Rabu, 20 Oktober 2010

jalan panjang mengubah kebijakan publik

Penerbit: Forum Pengembangan Partisipasi Masyarakat (FPPM)

Selama 2007-2009 banyak organisasi Masyarakat sipil, LSM, Perguruan Tinggi dan pegiat pembangunan masyarakat mengalang advokasi bersama untuk merevisi berbagi topik tata kelola Pemerintah yang diatur Dalam UU NO.32 Tahun 2004 tentang Pemerintah Daerah.

Beberapa diantara organisasi tersebut adalah Forum Pengembangan Partisipasi Masyarakat (FPPM) Bandung, lnsitute for Research and Empowerment (IRE) Yogyakarta, Program Studi Politik Lokal dan Otonomi Daerah (PLOD) UGM Yogyakarta, PSP3 Institut pertanian Bogor, Msayrakat Peduli Pelayanan Publik Jakarta, Percik Selatiga, dan lain-lain..Di sejumlah Daerah, inisiatif serupa juga dilakukan antara lain oleh Perkumpulan Inisiatif di kabupaten Bandung, P3ML Kabupaten Sumedang, FIK ORNOP Sulawesi Selatan, dan HAPSARI Medan, dan lain-lain

Buku ini sebagi catatan perjalanan advokasi mereka. sengaja disusun dg beberapa maksud.pertama,menjadi ilham dan panduan tenteng mengapa sebuah proses advokasi hrs dilakukan,tantangan dan masalah apa saja yg biasanya ditemukan,dan dgn cara apa masalah-masalah advokasi biasa dipecahkan.kedua,menutupi kekurangan literatur advokasi, terutama yang diingat dari pengalaman pelaku-pelakunya sendiri.

Yang menarik dari buku ini adalah saat sebuah LSM harus melakukan analisa terhadap para pemangku kepentingan, membidik aparat kunci, dan menentukan siapa whistle blower yang comel memberi pengaruh. Tentunya, skill ini tidak mudah apalagi ketika berurusan dengan birokrasi yang kaku. “Hubungan personal kuat dan intensif dengan pemangku kepentingan jauh lebih efektif” saran Nandang Suherman dalam tulisannya Membangun Jaringan dengan DPRD (hal 62).

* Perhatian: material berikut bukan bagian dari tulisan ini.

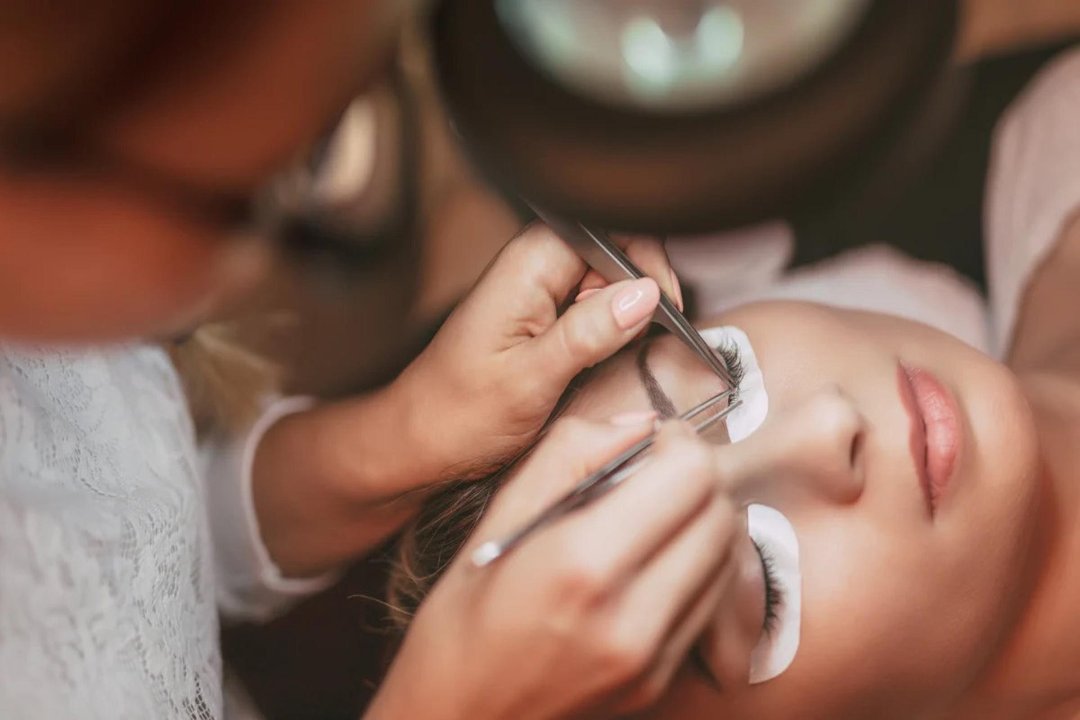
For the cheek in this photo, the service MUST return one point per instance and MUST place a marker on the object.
(888, 622)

Hal lain, conflict interest individu dengan individu, individu dengan lembaga, dan lembaga dengan lembaga menjadi hal yang umum terjadi. Ini juga yang tersirat dalam sepuluh tulisan yang termaktub dalam buku ini.  Isinya seakan menyadarkan pembaca bahwa konflik bukanlah sebuah hal yang perlu dihindari bahkan konflik menjadi kekuatan tersendiri dalam membangun jejaring. Seperti halnya LSM saling menyindir dengan media massa. Mereka saling mengklaim para penggiat LSM mencari data dari media massa dan LSM mengklaim bahwa media massa-lah yang mencari data dari LSM. Padahal Dwi Joko Widiyanto dalam tulisannya Bekerja sama dengan Media Massa jelas sekali mencontohkan kalau kerjasama TV dan LSM lingkungan menjadi lebih menarik dan kokoh dalam data, bahkan mempunyai nilai plus tersendiri dalam pengembangan informasi pada masyarakat.

Buku ini sangat cocok untuk dikaji dan didiskusikan bagi kalangan peneliti, pada edukasi, aparat pemerintah, para mahasiswa, dan Organisasi Masyarakat Sipil (OMS) yang benar-benar ingin mendapat perbaikan dalam kualitas hidup bermasyarakat dengan iklim demokrasi.